By the time this paper hits the stands the whole world will be harkening back to the morning of September 11, 2001. Most of us have a picture in our head about what happened that day. The amateur videos of the passenger planes hitting those buildings. On that morning, as New York City was was crumbling, I was at work with my colleagues. The three of us were hellbent to wrap up the season at the County Museums, and put paid to a year fraught with understaffing issues, relentless badgering and harassment by one selfproclaimed chair-of-theboard, budget issues and pressure from “the boss” to make the County’s heritage sites profitable. By mid-afternoon I was at home, on my couch, wondering what the H E double hockey sticks had happened. I’d had a brief meeting with my two co-workers to let them know about my big “boo-hoo”, that I’d had enough of the stress and might have referred to someone as a “pompous buffoon”. By mid-afternoon I was out of a job, at home, blathering on the phone to a friend about my woes. My friend, an OMA advisor, interrupted my fuming and fussing. She more or less told me to stop whining and turn the television on. Apparently, the world had bigger fish than mine to fry. And so it was on September 11, 2001. In less than an hour I realized how truly insignificant my insult and injury really were compared to the people affected by the hijackings, and subsequent crashes, of American Airlines Flight 11, United Airlines Flight 175, American Airlines Flight 77 and United Airlines Flight 93.
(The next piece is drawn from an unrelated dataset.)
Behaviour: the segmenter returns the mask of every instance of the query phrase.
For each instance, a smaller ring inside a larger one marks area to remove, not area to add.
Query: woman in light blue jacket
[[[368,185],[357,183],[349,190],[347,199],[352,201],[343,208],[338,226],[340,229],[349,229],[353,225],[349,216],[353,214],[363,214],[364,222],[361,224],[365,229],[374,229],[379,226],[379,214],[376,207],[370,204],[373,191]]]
On September 11, eighteen years later, we still don’t know the true story of what happened in New York City that morning. Like many of you, I’ve read lots of news stories, I’ve listened and watched the broadcast pundits with their best guesses and have wavered back and forth between this assumption and that notion. Most days I lean toward a conspiracy by politicians to garner the limelight and focus the world on their power to make it all better. And, I am still mesmerized by the videos and the first person accounts of the terrorist attack on the US of A. My heart still lurches when I am reminded of the day when so many unsuspecting people, everyday people, were tossed a curve ball. Sometimes I think of all of the times I made my way to “the office” but when all was said and done I went home at the end of my day, safe and sound. On September 11, 2001, I went home a little bit earlier than usual, but I made it home in one piece. While I was muddling through my so-calledlife, hundreds of people were dead or dying or trying to make it out alive. Four crashes, 2,996 fatalities, 6,000 people injured and thousands of people, to this day, living and coping with the aftereffects of that morning.

Those attacks changed the world. From that day forward, getting from here-to-there, wherever a border had to be crossed, is no longer as simple as presenting a visa or a passport. From that day forward, every traveller is a suspect, especially if the traveller didn’t look like “us” or sound like “us”—whatever “us” looks and sounds like. While we didn’t have a border-free world before 9/11, we were less impeded in our travels. In those moments, the idea of welcoming strangers with open arms vanished, almost completely. We are quick to blame outsiders for terrorism, but are blind to the number of domestically spawned terrorist attacks that have happened since 9/11. As we approach October 21st, we must tell our candidates to stop the trash talk about immigrants and refugees. Remind them we are all from another place. “We all came from away”.